Hund das Bellen abgewöhnen – diese Möglichkeiten hast Du

Wenn Dein Hund viel bellt, kann das schon mal zu einem Problem werden. Gerade dann, wenn Du in einer Mietwohnung lebst oder sich die Nachbarn beschweren. Es ist gesetzlich geregelt, wie viel ein Hund maximal bellen darf. Und natürlich solltest Du Deinem Hund erlauben, auch mal bellen zu dürfen – so lange dies in Maßen passiert. Sollte Dein Hund aber übermäßig häufig bellen, zeigen wir Dir, wie Du Deinem Hund das Bellen abgewöhnen kannst.

Hund das Bellen abgewöhnen – Hunderassen, die wenig bellen

Bellen gehört zur Kommunikation wie bei uns Menschen das Sprechen. Deswegen solltest Du einem Hund das Bellen auch nicht komplett verbieten. Allerdings kannst Du bei der Auswahl Deiner Hunderasse bereits vermeiden, dass Du einen bellfreudigen Hund zu Hause hast. Denn es gibt Hunderassen, die viel bellen und Hunderassen, die tendenziell eher wenig bellen. Natürlich ist das keine Garantie, denn jeder Hund ist ein Individuum, aber bevor Du Deinem Hund das Bellen abgewöhnen musst, kannst Du auch vor dem Einzug darauf achten, einen eher ruhigeren Vertreter zu wählen.

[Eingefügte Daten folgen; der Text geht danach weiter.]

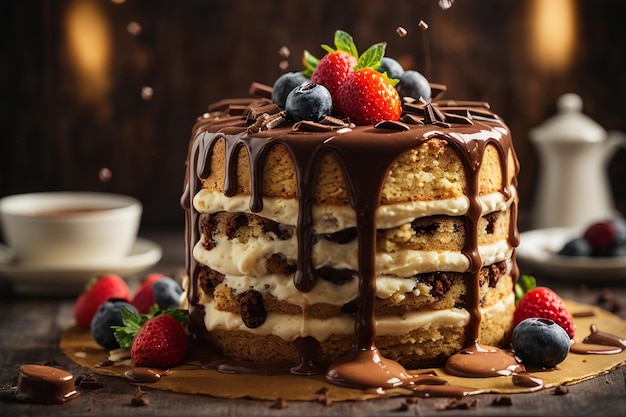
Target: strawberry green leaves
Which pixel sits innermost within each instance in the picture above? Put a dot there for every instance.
(133, 322)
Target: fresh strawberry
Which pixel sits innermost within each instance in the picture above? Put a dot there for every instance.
(541, 302)
(368, 97)
(143, 298)
(332, 69)
(157, 339)
(97, 291)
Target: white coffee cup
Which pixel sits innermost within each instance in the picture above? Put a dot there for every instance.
(59, 228)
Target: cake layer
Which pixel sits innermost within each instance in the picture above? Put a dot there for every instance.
(231, 257)
(414, 340)
(332, 218)
(394, 296)
(433, 170)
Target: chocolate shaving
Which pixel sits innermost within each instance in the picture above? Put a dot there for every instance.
(224, 104)
(105, 363)
(391, 124)
(279, 404)
(233, 130)
(255, 112)
(561, 390)
(259, 123)
(437, 90)
(333, 121)
(138, 399)
(401, 31)
(462, 404)
(308, 126)
(88, 382)
(260, 90)
(412, 119)
(276, 120)
(500, 401)
(322, 396)
(237, 109)
(402, 407)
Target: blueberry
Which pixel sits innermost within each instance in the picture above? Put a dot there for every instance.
(308, 102)
(413, 84)
(578, 246)
(284, 84)
(108, 314)
(392, 67)
(167, 293)
(540, 342)
(614, 248)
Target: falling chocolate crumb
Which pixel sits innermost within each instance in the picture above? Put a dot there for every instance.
(403, 407)
(461, 404)
(146, 93)
(7, 391)
(501, 401)
(586, 313)
(133, 28)
(105, 363)
(322, 396)
(561, 390)
(138, 399)
(279, 404)
(88, 382)
(284, 52)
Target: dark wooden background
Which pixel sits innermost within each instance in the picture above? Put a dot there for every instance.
(59, 126)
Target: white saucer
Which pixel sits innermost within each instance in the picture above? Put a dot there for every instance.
(538, 252)
(70, 279)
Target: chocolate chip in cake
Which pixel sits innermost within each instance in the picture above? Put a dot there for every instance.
(252, 309)
(277, 263)
(207, 225)
(491, 223)
(561, 390)
(440, 283)
(336, 276)
(208, 279)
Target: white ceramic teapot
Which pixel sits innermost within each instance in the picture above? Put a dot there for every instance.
(574, 153)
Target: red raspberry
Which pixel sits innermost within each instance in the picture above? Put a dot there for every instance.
(544, 303)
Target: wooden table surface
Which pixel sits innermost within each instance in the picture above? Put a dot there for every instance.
(30, 328)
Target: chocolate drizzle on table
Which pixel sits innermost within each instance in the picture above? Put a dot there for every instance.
(256, 125)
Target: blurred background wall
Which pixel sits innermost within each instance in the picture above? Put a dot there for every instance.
(102, 94)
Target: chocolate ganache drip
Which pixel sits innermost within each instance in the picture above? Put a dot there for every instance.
(469, 127)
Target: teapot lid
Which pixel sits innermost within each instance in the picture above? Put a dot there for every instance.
(569, 124)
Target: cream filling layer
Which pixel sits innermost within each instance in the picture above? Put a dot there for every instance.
(290, 327)
(283, 289)
(330, 219)
(232, 257)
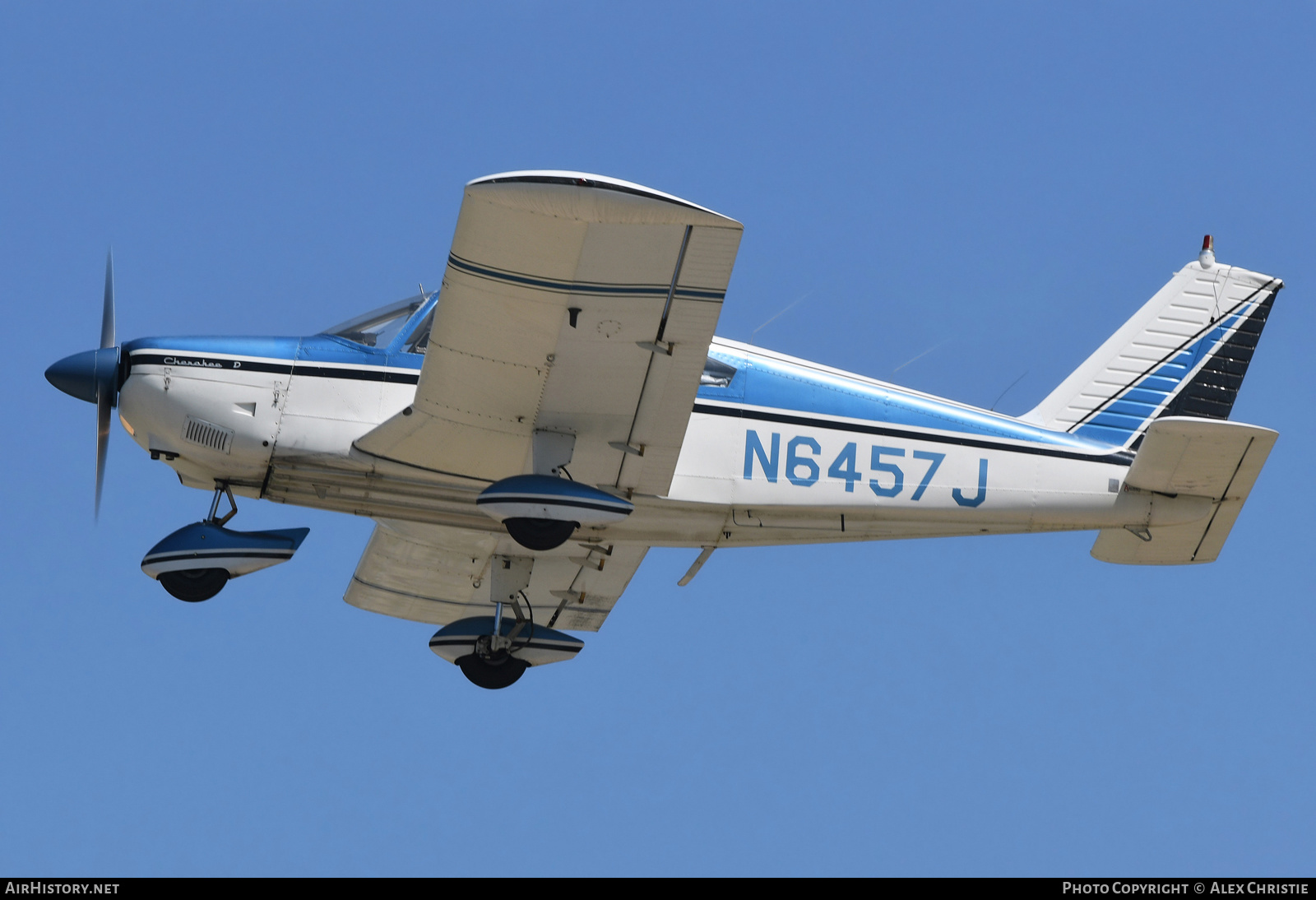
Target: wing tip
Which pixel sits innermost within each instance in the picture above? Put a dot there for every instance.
(590, 180)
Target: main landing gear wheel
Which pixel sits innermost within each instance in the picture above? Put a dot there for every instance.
(499, 671)
(197, 584)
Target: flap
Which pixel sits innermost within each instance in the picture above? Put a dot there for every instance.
(553, 281)
(438, 574)
(1194, 457)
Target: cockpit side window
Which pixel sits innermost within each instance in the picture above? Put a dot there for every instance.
(379, 327)
(716, 374)
(419, 338)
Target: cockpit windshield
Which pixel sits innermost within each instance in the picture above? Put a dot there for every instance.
(379, 327)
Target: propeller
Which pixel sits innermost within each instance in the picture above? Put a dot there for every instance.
(92, 375)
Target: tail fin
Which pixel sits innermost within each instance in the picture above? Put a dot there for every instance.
(1184, 353)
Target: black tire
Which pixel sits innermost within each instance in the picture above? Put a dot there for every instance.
(493, 675)
(540, 533)
(195, 584)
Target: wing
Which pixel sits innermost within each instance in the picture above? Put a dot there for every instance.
(554, 282)
(440, 574)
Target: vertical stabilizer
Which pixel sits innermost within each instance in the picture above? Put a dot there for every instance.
(1184, 353)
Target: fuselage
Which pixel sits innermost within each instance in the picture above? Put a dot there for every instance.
(778, 450)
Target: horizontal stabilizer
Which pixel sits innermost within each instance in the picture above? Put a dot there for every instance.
(1179, 456)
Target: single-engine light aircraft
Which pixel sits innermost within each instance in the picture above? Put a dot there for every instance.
(526, 434)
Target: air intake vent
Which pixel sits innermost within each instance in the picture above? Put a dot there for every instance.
(208, 434)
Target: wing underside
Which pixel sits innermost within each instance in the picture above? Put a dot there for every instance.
(553, 285)
(440, 574)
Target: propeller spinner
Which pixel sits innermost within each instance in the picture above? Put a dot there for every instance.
(94, 377)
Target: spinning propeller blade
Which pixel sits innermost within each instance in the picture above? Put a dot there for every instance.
(92, 375)
(107, 383)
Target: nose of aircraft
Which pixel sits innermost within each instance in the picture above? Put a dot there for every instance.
(82, 374)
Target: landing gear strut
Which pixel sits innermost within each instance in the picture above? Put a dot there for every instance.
(194, 584)
(197, 584)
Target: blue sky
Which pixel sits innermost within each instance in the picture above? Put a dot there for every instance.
(985, 190)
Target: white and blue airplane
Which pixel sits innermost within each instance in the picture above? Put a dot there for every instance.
(526, 434)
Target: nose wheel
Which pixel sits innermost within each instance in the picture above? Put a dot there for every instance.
(197, 584)
(497, 671)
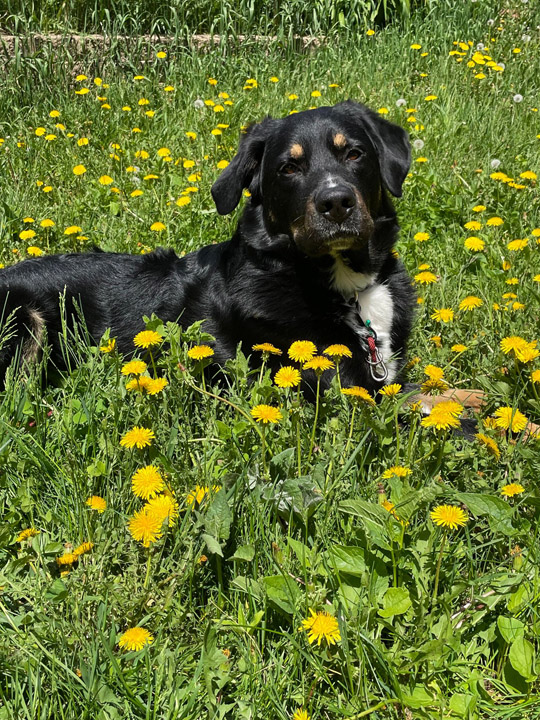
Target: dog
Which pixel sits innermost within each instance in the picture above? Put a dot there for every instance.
(312, 258)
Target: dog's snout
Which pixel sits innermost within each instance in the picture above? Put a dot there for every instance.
(335, 204)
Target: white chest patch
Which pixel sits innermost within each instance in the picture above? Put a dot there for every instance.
(374, 303)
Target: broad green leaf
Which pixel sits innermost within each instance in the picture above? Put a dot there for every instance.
(348, 559)
(510, 628)
(396, 601)
(521, 657)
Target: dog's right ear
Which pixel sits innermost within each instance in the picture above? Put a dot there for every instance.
(243, 170)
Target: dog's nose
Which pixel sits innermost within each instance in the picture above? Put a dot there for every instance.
(335, 204)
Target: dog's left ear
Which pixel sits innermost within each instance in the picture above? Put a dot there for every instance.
(391, 142)
(243, 170)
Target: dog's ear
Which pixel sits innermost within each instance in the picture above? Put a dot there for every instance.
(391, 143)
(243, 170)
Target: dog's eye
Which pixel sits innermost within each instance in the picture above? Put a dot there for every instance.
(355, 154)
(289, 169)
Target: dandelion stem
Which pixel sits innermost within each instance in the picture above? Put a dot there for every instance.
(437, 571)
(148, 566)
(350, 432)
(312, 441)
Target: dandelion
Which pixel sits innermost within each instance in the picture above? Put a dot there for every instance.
(200, 352)
(443, 315)
(25, 534)
(322, 626)
(145, 528)
(134, 367)
(425, 278)
(443, 416)
(147, 338)
(139, 437)
(135, 639)
(266, 414)
(509, 419)
(147, 482)
(489, 444)
(95, 502)
(287, 377)
(396, 471)
(474, 243)
(390, 390)
(512, 489)
(471, 302)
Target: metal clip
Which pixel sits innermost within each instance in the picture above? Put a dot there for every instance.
(374, 364)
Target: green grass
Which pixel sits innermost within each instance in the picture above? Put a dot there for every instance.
(276, 542)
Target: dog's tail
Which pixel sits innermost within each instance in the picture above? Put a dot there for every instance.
(22, 329)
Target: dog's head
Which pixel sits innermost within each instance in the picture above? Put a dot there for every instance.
(319, 175)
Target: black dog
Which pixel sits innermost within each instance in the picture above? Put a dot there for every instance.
(311, 258)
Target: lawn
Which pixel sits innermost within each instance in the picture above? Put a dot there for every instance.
(335, 561)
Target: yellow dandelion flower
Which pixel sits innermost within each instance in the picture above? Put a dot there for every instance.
(135, 639)
(471, 302)
(434, 372)
(145, 528)
(322, 626)
(359, 393)
(134, 367)
(147, 482)
(139, 437)
(302, 350)
(95, 502)
(443, 315)
(200, 352)
(489, 444)
(444, 415)
(510, 419)
(266, 414)
(390, 390)
(338, 351)
(512, 489)
(449, 516)
(287, 377)
(266, 348)
(25, 534)
(139, 383)
(147, 338)
(318, 363)
(396, 471)
(425, 278)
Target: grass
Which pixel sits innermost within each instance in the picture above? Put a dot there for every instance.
(433, 622)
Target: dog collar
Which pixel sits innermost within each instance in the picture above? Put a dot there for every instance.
(377, 366)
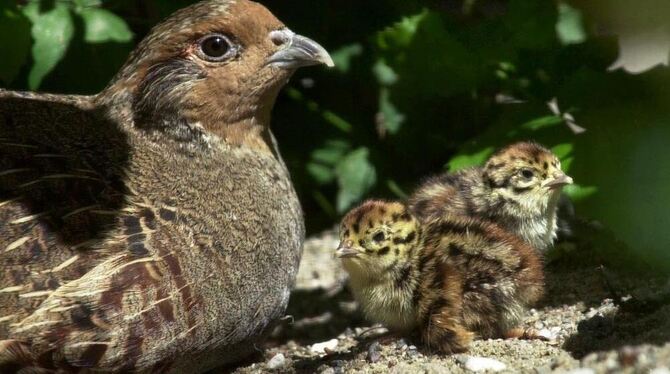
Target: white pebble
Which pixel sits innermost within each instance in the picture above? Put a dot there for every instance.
(546, 334)
(474, 363)
(321, 347)
(581, 371)
(277, 361)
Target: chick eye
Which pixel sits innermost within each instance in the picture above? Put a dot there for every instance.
(527, 173)
(379, 237)
(215, 48)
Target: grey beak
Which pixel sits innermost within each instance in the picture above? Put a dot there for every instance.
(559, 180)
(346, 252)
(297, 51)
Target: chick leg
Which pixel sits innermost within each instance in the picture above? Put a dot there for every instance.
(446, 335)
(527, 334)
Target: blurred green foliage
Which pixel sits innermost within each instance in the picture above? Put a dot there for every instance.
(419, 87)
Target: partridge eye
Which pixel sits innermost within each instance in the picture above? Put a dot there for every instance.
(527, 173)
(215, 48)
(378, 237)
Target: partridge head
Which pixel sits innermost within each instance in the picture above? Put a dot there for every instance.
(518, 188)
(448, 279)
(153, 226)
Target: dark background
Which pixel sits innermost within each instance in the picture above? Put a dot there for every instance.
(426, 86)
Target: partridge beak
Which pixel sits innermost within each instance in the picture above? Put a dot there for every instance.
(346, 252)
(297, 51)
(558, 181)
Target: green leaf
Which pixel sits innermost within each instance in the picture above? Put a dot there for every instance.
(342, 57)
(384, 73)
(14, 41)
(542, 122)
(52, 32)
(391, 118)
(103, 26)
(355, 176)
(532, 23)
(570, 26)
(401, 33)
(322, 174)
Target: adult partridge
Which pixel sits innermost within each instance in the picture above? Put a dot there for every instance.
(153, 226)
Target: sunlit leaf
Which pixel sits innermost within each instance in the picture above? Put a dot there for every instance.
(14, 41)
(570, 25)
(401, 33)
(103, 26)
(52, 32)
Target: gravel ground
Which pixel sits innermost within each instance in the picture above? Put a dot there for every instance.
(601, 321)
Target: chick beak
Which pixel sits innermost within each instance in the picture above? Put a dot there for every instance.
(346, 252)
(559, 180)
(297, 51)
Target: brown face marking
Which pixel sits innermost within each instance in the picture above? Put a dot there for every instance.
(167, 214)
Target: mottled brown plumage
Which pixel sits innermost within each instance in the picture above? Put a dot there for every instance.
(448, 279)
(518, 188)
(152, 227)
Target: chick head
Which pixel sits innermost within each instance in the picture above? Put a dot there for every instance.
(526, 173)
(377, 236)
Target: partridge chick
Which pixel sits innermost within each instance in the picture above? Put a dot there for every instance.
(154, 226)
(518, 188)
(448, 279)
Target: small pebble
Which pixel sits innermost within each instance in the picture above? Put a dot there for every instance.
(546, 334)
(628, 356)
(581, 371)
(476, 363)
(374, 352)
(276, 362)
(321, 347)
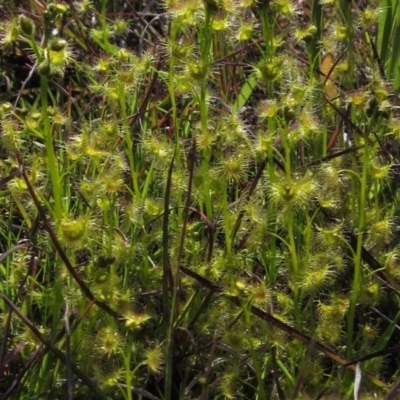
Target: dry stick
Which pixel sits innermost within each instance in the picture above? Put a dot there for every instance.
(42, 352)
(280, 325)
(84, 288)
(57, 352)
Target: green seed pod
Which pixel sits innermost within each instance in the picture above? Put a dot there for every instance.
(44, 68)
(5, 107)
(36, 116)
(21, 112)
(51, 111)
(26, 25)
(57, 44)
(56, 73)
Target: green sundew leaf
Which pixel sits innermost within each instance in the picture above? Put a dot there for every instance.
(245, 92)
(384, 339)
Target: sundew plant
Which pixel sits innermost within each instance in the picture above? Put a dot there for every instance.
(199, 199)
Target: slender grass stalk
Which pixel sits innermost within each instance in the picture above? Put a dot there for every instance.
(363, 192)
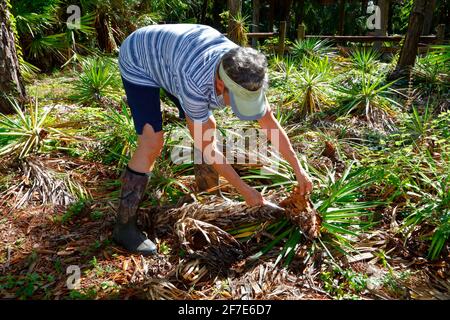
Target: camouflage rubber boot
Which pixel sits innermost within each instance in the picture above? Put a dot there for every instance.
(126, 233)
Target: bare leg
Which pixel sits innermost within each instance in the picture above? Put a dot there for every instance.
(134, 182)
(150, 144)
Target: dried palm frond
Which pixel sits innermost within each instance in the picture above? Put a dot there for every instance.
(191, 271)
(265, 281)
(162, 289)
(301, 211)
(218, 249)
(42, 184)
(216, 210)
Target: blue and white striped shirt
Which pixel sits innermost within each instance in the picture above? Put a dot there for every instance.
(181, 58)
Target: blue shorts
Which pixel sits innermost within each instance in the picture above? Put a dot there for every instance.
(145, 105)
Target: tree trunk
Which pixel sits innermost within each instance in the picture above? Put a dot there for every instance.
(428, 22)
(204, 11)
(271, 14)
(217, 9)
(341, 17)
(10, 78)
(384, 10)
(409, 49)
(255, 20)
(235, 8)
(299, 12)
(287, 4)
(105, 37)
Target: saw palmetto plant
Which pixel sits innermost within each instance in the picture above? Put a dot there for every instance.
(343, 210)
(314, 83)
(98, 79)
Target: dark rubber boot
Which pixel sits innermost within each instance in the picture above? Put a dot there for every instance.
(126, 233)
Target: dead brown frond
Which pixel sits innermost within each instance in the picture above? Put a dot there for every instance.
(301, 211)
(41, 184)
(162, 289)
(202, 240)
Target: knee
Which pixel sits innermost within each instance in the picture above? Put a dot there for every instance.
(152, 142)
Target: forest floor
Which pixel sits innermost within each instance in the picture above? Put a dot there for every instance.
(38, 242)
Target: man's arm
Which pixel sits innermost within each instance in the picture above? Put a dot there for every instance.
(205, 140)
(281, 142)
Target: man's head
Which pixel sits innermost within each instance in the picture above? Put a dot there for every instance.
(242, 79)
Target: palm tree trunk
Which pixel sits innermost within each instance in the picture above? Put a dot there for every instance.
(10, 79)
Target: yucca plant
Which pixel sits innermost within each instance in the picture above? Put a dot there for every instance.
(311, 48)
(365, 59)
(24, 133)
(98, 79)
(370, 98)
(314, 85)
(431, 74)
(430, 204)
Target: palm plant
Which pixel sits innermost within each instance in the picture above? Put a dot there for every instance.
(344, 216)
(431, 73)
(98, 79)
(311, 48)
(431, 188)
(365, 60)
(26, 133)
(119, 141)
(314, 83)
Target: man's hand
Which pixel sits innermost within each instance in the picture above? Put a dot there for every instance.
(304, 183)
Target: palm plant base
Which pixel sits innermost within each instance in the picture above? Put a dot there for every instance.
(300, 210)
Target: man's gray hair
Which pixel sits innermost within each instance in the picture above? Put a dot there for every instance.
(247, 67)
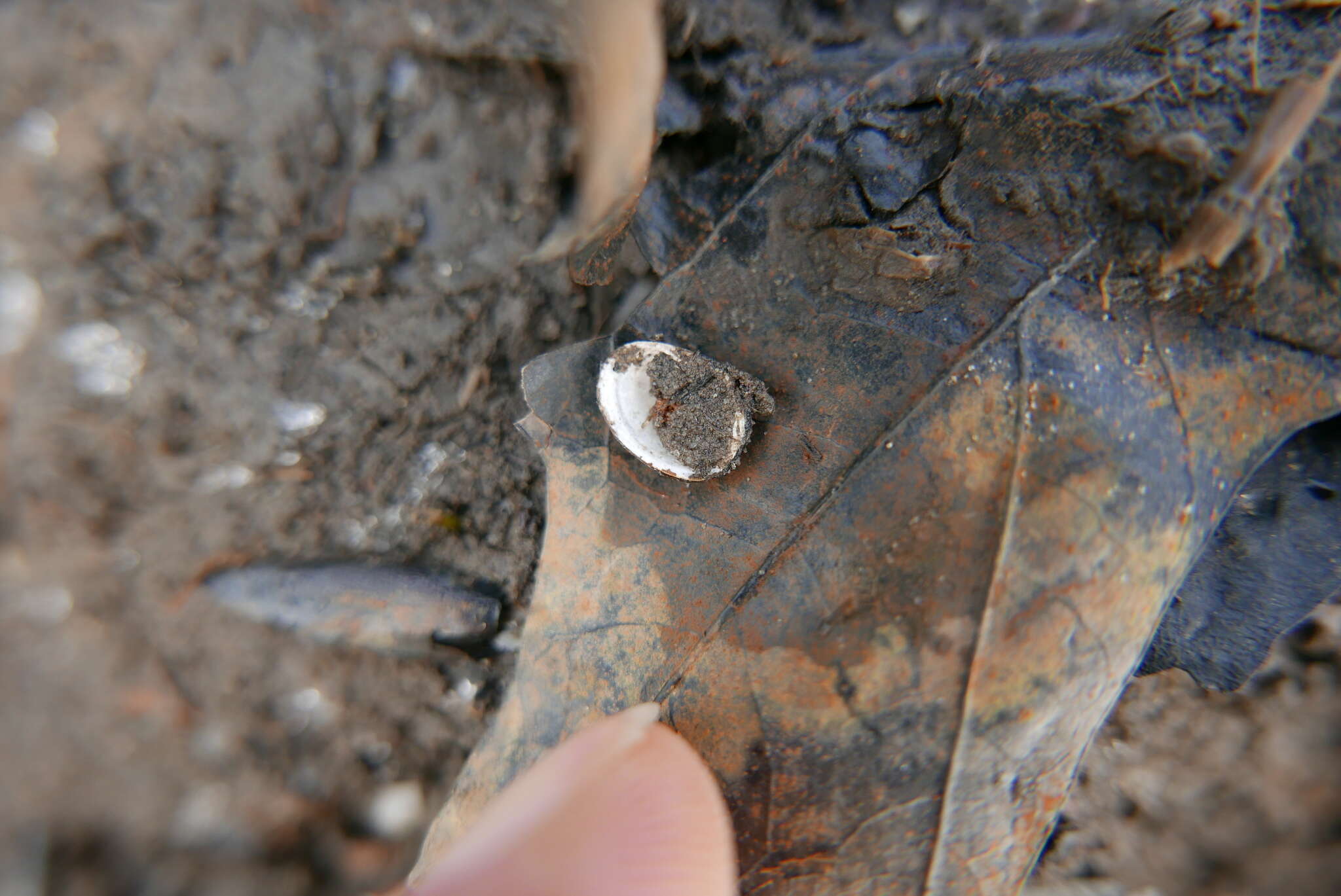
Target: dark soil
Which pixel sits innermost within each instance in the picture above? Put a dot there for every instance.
(301, 224)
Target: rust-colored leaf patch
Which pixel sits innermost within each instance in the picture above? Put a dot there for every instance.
(895, 628)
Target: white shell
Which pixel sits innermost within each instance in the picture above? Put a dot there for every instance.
(627, 400)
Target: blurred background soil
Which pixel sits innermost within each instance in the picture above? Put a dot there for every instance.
(278, 250)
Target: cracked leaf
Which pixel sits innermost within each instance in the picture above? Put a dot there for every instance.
(893, 631)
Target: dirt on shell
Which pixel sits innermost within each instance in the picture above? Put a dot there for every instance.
(706, 410)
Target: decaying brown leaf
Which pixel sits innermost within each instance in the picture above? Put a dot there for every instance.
(895, 628)
(620, 69)
(1223, 219)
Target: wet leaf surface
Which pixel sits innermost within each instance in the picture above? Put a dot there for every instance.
(1273, 558)
(1001, 442)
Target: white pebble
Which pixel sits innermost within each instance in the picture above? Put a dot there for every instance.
(37, 132)
(225, 478)
(395, 810)
(299, 416)
(43, 604)
(105, 363)
(20, 306)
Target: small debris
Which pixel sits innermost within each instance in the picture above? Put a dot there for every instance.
(298, 416)
(403, 77)
(42, 604)
(37, 132)
(226, 478)
(381, 608)
(306, 710)
(395, 812)
(911, 16)
(105, 363)
(1222, 221)
(20, 306)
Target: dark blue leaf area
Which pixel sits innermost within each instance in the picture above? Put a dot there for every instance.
(1273, 558)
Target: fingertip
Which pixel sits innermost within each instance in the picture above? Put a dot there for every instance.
(646, 820)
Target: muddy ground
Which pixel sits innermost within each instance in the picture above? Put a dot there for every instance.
(297, 228)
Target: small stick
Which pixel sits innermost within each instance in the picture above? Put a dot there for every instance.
(1105, 300)
(1222, 219)
(1257, 37)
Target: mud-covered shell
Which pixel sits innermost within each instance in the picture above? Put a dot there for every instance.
(627, 399)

Diese Hunderassen bellen wenig

Aber Achtung: Die Hunderassen Mops und Französische Bulldogge gehören zu den brachycephalen Hunderassen. Die Nase ist besonders kurz gezüchtet, weswegen die Hunde unter Atemnot und anderen gesundheitlichen Problemen leiden. Daher können wir den Kauf dieser Rassen nicht empfehlen.

Diese Hunderassen bellen viel

Es gibt auch Hunderassen, die für ihre Bellfreudigkeit bekannt sind. Dies sollte Dir bewusst sein, wenn Du Dir einen solchen Hund ins Haus holst. Somit wird es hier schwieriger, dem Hund das Bellen abzugewöhnen, denn es gehört einfach zu ihnen dazu.

Häufig zeigt es sich, dass vor allem kleinere Hunderassen mehr bellen als große Vertreter ihrer Art.

Hund das Bellen abgewöhnen
Einige Hunderassen sind bellfreudiger als andere. Dies kannst Du bei der Wahl Deines Hundes bereits berücksichtigen.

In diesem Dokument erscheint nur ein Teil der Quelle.